Of the 43 respondents to the Electronic Communications Amendment Bill, 23 are scheduled to present their key arguments today. These respondents include the Independent Communications Authority of SA, Vodacom, Nokia, Cell C, MTN, SMMEs, industry associations, organised business, government and individuals.
We welcome the opportunity to engage on difficult issues with all interested stakeholder because we have to answer difficult questions as a country, said Director General Robert Nkuna.
He said one of the main reasons for public consultation is to assess socio-economic benefits of the proposed amendments and evaluate which proposals are workable.
At the end of the day, we need to quickly process laws which will enable us, for an example, to allocate spectrum in the next financial year, he said.

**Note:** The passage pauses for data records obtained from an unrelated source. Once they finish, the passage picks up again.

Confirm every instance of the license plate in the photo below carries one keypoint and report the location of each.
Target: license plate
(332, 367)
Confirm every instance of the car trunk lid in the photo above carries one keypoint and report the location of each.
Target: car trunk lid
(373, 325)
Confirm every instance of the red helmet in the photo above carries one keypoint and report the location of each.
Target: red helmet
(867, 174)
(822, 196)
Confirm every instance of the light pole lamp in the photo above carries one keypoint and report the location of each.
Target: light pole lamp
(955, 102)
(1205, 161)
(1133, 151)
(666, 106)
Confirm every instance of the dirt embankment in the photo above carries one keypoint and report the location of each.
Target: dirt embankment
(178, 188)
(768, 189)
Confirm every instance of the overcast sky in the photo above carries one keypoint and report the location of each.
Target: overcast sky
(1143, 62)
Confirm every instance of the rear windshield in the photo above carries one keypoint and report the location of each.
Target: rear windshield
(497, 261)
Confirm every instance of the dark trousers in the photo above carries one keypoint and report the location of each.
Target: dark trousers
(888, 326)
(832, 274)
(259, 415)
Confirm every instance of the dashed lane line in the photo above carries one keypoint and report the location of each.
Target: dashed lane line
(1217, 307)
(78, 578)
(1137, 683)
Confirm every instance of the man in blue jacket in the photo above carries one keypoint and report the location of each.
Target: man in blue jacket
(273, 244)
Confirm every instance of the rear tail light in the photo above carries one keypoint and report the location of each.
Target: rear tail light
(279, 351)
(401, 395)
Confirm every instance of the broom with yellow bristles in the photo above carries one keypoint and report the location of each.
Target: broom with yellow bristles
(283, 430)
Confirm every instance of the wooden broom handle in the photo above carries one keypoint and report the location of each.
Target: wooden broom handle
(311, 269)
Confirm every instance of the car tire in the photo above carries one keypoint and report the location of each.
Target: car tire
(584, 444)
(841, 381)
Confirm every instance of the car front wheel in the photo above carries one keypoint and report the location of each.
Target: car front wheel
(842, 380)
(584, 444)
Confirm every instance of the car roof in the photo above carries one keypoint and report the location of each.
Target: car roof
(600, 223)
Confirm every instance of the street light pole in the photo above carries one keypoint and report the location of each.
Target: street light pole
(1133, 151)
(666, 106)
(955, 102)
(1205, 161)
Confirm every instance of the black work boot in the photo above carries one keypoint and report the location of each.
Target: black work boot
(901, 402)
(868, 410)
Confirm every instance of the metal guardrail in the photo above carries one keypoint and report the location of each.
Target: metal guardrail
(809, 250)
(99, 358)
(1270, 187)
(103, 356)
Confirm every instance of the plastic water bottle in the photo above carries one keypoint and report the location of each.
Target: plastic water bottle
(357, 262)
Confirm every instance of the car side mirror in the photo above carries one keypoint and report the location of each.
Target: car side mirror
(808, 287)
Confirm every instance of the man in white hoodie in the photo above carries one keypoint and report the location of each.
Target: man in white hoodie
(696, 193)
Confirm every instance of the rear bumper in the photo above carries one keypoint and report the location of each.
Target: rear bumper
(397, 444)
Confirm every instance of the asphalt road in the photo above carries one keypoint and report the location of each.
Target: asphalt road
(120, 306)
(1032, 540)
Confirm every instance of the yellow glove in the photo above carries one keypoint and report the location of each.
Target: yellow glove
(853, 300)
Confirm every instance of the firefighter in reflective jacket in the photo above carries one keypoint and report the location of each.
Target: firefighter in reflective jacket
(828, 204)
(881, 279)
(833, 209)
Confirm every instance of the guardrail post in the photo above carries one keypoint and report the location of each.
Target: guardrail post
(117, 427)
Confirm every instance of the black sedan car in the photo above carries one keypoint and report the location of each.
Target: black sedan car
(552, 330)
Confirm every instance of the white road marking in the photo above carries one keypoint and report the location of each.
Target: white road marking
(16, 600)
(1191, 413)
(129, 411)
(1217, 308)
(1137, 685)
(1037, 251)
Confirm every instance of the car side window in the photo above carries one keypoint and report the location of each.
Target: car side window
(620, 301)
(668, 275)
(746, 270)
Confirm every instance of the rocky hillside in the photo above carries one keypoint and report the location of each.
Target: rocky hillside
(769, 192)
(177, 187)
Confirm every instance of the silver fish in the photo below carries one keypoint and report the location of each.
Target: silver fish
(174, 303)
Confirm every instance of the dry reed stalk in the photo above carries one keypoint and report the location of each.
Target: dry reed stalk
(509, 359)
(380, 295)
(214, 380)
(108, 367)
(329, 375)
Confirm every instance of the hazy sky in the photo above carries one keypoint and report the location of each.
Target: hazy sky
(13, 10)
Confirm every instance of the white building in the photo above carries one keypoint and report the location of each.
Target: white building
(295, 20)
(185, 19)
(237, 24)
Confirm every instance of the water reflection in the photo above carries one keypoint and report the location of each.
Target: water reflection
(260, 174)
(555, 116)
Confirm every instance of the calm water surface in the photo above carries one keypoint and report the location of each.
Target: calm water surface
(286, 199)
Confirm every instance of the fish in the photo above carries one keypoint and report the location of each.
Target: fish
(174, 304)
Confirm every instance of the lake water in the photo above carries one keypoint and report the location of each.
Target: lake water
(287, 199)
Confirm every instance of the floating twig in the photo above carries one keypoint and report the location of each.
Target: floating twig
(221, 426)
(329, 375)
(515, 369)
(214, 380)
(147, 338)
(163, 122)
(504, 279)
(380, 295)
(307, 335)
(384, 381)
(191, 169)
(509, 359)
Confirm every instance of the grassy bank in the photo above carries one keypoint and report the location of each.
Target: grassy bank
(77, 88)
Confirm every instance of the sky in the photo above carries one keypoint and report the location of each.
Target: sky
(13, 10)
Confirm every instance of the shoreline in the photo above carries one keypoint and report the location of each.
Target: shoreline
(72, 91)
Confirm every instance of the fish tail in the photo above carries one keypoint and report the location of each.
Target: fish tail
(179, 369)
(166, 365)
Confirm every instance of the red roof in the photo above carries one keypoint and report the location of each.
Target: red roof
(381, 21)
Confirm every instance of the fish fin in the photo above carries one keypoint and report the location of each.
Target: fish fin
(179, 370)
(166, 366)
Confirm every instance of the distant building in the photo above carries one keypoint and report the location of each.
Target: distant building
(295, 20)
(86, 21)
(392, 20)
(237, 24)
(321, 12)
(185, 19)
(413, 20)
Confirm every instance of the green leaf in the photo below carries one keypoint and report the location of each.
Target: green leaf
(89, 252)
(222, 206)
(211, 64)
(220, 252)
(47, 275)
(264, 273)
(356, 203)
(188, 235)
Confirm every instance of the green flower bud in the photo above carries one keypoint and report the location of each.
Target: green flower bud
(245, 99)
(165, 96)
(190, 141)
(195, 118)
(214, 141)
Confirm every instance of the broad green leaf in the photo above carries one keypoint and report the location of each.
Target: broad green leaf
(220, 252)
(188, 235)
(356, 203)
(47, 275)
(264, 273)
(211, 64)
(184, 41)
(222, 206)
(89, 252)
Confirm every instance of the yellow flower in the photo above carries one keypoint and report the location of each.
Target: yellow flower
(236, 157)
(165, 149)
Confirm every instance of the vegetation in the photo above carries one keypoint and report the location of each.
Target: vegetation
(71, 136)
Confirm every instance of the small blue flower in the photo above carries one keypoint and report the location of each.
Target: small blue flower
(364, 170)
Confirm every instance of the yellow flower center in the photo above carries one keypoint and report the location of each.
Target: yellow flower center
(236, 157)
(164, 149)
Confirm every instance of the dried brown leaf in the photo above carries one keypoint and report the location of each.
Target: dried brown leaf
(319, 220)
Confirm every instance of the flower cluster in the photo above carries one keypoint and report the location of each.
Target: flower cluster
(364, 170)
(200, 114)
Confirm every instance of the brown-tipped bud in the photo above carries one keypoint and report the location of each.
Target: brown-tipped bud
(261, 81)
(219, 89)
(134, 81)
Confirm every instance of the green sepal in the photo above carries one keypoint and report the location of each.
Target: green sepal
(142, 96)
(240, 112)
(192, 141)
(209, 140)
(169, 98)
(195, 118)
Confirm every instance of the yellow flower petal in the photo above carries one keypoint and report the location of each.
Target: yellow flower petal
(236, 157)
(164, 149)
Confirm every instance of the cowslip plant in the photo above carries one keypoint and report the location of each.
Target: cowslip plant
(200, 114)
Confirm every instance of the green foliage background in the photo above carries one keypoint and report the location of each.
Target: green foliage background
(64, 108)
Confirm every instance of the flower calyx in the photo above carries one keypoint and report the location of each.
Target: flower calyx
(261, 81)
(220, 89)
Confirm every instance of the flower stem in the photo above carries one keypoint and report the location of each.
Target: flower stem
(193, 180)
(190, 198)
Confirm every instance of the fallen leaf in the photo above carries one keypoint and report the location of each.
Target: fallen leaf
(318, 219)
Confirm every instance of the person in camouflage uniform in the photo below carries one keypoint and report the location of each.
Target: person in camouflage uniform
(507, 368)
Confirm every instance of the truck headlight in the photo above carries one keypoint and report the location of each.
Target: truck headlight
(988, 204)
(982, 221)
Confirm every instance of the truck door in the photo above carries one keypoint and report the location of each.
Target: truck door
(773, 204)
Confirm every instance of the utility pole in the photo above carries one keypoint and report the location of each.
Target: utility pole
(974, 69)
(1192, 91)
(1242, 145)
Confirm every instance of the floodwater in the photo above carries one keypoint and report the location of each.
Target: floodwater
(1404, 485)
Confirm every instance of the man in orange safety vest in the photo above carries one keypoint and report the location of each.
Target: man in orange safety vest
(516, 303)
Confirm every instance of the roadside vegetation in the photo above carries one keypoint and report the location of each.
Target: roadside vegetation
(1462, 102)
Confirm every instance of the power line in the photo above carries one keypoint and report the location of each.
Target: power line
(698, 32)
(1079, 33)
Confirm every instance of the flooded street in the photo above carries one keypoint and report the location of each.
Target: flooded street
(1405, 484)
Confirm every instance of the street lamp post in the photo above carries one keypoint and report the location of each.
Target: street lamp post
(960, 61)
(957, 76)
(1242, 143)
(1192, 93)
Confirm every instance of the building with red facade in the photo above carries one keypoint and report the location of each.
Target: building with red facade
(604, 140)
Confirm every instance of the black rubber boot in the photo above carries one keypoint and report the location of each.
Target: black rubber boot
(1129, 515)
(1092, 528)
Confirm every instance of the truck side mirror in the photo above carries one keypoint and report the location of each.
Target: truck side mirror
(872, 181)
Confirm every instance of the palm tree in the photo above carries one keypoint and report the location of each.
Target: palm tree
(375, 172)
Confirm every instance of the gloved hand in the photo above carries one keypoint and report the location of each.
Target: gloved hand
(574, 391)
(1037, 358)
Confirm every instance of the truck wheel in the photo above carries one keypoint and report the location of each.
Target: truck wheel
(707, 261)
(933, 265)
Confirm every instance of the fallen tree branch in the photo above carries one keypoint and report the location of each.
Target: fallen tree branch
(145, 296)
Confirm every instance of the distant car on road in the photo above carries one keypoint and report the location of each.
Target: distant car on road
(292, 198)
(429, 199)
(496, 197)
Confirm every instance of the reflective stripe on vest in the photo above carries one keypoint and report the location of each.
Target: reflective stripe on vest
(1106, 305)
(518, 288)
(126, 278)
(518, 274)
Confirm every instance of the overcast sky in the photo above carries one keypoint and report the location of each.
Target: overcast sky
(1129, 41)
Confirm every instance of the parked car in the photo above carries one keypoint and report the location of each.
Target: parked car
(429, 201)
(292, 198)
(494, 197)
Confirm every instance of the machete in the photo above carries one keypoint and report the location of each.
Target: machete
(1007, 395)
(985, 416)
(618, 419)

The workshop takes forward the pronouncement by President Cyril Ramaphosa during the 2018 State of the Nation Address to finalise engagements with the telecommunications industry and other stakeholders to ensure that the allocation of spectrum reduces barriers to entry, promotes competition and reduces the cost to consumers.
The workshop also underscores the Department’s commitment to meaningful engagements with all stakeholders to develop policies to modernise the sector and news ways of connecting as many people to affordable and reliable internet, as the digital industrial revolution beckons.
Minister of Telecommunications and Postal Services Dr Siyabonga Cwele has on numerous occasions indicated that public consultations are about finding the most suitable ways of implementing the ICT Policy.
He has also said this means that the sector must be opened to new entrants without killing the current players. He has also said that spectrum may not be returned before the expiry of the current licensing period.
The department aim to introduce the Electronic Communications Amendment Bill later this year.